Was it “dead in bed” syndrome? According to several sources, about 6% of deaths in young people with diabetes are from “dead in bed” syndrome. Affected people die suddenly without an apparent cause, although nighttime hypoglycemia (low blood glucose) is suspected to be a contributing factor.
From what I’ve read, the syndrome seems to be contained to people under 40 years old. Liz, who got Type 1 diabetes when she was a preteen, would have been 51 on Thursday. I’m not sure how old Dauna (the other Camper who didn’t wake up) was, but probably 40-ish (give or take). With Dauna, it likely could have been the syndrome: The coroner’s report said she had too much insulin in her for the amount of food present.
The problem is, you can’t tell if the person died from a bout of hypoglycemia. It just doesn’t show up. A person who seems in good health goes to bed one night and doesn’t wake up in the morning. The bed covers are undisturbed. Nobody knows what happened.
A heart attack? Maybe. Many people — even those who don’t have diabetes — die when they have a heart attack during the night. On the other hand, hypoglycemia can cause cardiac arrhythmia (when your heart beats too slowly, too fast, or irregularly).
How can you prevent overnight hypoglycemia? Make sure you don’t confuse your insulins: If you inject insulin, you use both a long-acting and a short-acting insulin and you take larger doses of long-acting. Be especially careful not to mistakenly inject short-acting when you mean to give yourself long-acting.

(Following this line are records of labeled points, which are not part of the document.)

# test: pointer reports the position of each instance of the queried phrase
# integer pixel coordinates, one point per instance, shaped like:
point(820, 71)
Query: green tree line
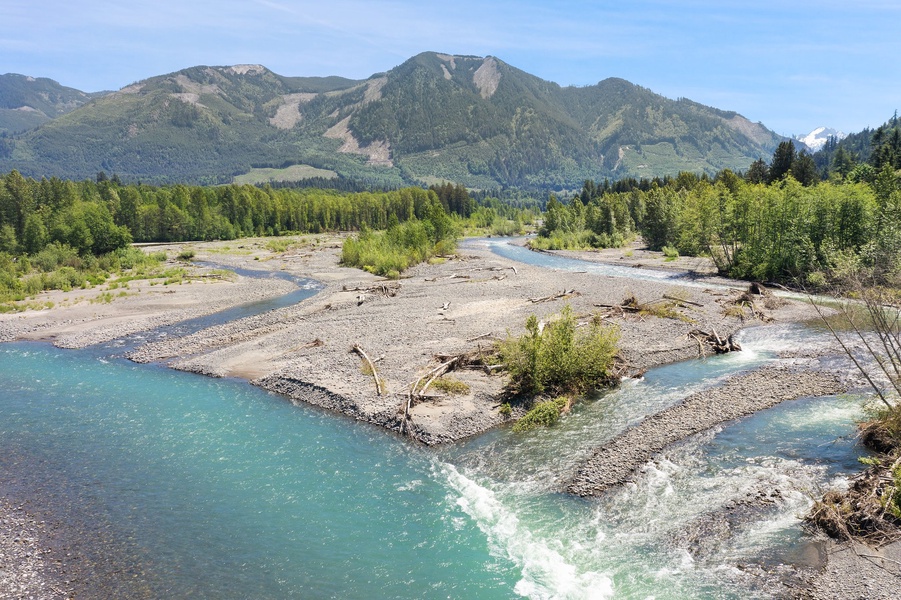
point(779, 230)
point(95, 217)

Check frequently after exercising. Physical activity can cause your blood glucose to drop. You might need to lower your insulin dosage after exercise.
Ask your doctor about getting a continuous glucose monitor (CGM) so you can determine your overnight blood glucose patterns and adjust your insulin dosages accordingly.

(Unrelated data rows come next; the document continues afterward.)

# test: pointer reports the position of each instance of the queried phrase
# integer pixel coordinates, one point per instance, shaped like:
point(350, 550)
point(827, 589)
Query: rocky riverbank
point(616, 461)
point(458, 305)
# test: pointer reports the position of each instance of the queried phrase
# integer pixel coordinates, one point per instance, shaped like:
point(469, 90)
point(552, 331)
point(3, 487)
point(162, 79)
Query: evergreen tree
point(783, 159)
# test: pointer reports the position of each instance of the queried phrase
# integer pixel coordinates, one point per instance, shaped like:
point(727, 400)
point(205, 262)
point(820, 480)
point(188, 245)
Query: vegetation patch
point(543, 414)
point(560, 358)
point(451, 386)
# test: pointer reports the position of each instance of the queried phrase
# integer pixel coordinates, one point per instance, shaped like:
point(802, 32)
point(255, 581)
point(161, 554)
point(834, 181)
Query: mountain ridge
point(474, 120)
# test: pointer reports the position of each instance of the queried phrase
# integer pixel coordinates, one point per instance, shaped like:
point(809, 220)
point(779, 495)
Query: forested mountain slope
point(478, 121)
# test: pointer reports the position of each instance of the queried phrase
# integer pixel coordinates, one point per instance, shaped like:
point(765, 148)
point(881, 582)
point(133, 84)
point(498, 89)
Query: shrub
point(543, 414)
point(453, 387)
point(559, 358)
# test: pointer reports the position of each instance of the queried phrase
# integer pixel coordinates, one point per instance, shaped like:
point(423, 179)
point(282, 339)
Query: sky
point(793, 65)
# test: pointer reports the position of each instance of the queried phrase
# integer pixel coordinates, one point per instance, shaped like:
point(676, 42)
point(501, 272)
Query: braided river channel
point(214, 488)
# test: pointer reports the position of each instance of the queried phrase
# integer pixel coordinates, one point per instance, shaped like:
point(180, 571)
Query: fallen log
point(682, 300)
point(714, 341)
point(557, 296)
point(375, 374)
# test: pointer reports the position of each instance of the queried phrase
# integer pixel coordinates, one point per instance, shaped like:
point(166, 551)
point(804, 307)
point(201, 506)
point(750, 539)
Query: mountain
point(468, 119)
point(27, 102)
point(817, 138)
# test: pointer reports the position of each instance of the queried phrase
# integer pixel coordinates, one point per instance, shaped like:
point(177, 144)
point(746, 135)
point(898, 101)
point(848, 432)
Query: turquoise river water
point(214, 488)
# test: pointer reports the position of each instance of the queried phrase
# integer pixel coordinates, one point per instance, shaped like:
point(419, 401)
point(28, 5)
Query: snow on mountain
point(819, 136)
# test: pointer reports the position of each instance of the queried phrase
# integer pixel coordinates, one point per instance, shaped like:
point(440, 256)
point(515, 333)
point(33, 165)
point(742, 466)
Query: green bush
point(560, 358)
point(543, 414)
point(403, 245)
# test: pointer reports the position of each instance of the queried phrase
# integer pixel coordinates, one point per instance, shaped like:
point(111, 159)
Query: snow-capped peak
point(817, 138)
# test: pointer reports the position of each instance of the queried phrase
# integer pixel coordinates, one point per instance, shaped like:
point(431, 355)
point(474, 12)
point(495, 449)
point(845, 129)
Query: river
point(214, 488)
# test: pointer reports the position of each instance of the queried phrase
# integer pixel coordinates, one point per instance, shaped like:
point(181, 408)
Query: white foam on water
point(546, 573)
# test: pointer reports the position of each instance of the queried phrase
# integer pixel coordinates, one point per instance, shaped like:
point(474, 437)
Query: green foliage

Medtronic makes a pump/CGM combo called the MiniMed Paradigm Veo System that will suspend insulin delivery if your glucose falls below a certain level. It’s available in more than 50 countries. The United States is not one of them. Applause, applause for the US Food and Drug Administration (said with sarcasm).
I didn’t mean for this blog post to be a downer. I had a couple of other topics in mind and was in the midst of trying to decide which to do first when I found out about Liz. At that point, Liz was all I could think about. (Writers tend to work things out by writing about them.)

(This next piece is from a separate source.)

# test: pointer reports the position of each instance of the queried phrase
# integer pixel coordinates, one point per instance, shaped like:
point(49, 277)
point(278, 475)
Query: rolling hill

She’s still alive, if only in my heart. When I think about her, it will be about good times. Good times were all we had. I can hear her laugh as she watched her oldest daughter and me fight over the last turnip on the dinner table. I can see her look of panic when she realized we were on the 17-Mile Drive between Carmel and Monterey with the gasoline indicator on “empty” (I have a tendency not to check the gas gauge) — and her relief when we got to a gas station. I can see the smile when I switched from Israeli rap music to a San Francisco-based blues group in the car. Her concentration as she determined how to turn her infusion set to lock it in (I try one way; if that doesn’t work, I turn it over). Her drawl “like white on rice” as we observed her daughter shadowing my grandson. Alternating between laughter and serious talk in a coffee shop in San Francisco’s Noe Valley with Insulin Pumpers Executive Director Michael Robinton and Sara Smarty Pants as the rain poured down outside. I took over her kitchen one Thanksgiving when she had a broken ankle. She put my infusion sets in for me when I wanted to use my back and my husband was unavailable. She was a Type 1 who understood Type 2s.
She wanted to come to Camp Lobegon again.
How will I find the Noe Valley Bakery without her? Who will I call when I can’t remember whether to peel the turnips before tossing them with olive oil, salt, and pepper and baking them?
Most importantly, what will her daughters do without their mother? If I recall correctly, one just turned 13 and the other will soon be 17. It’s a rough time to lose your mother. All I can do is keep them in my prayers and tell them how much their mother loved them and bragged about their beauty — both inner and outer — their intelligence, and their talents. Will you please put them in your thoughts and prayers, too?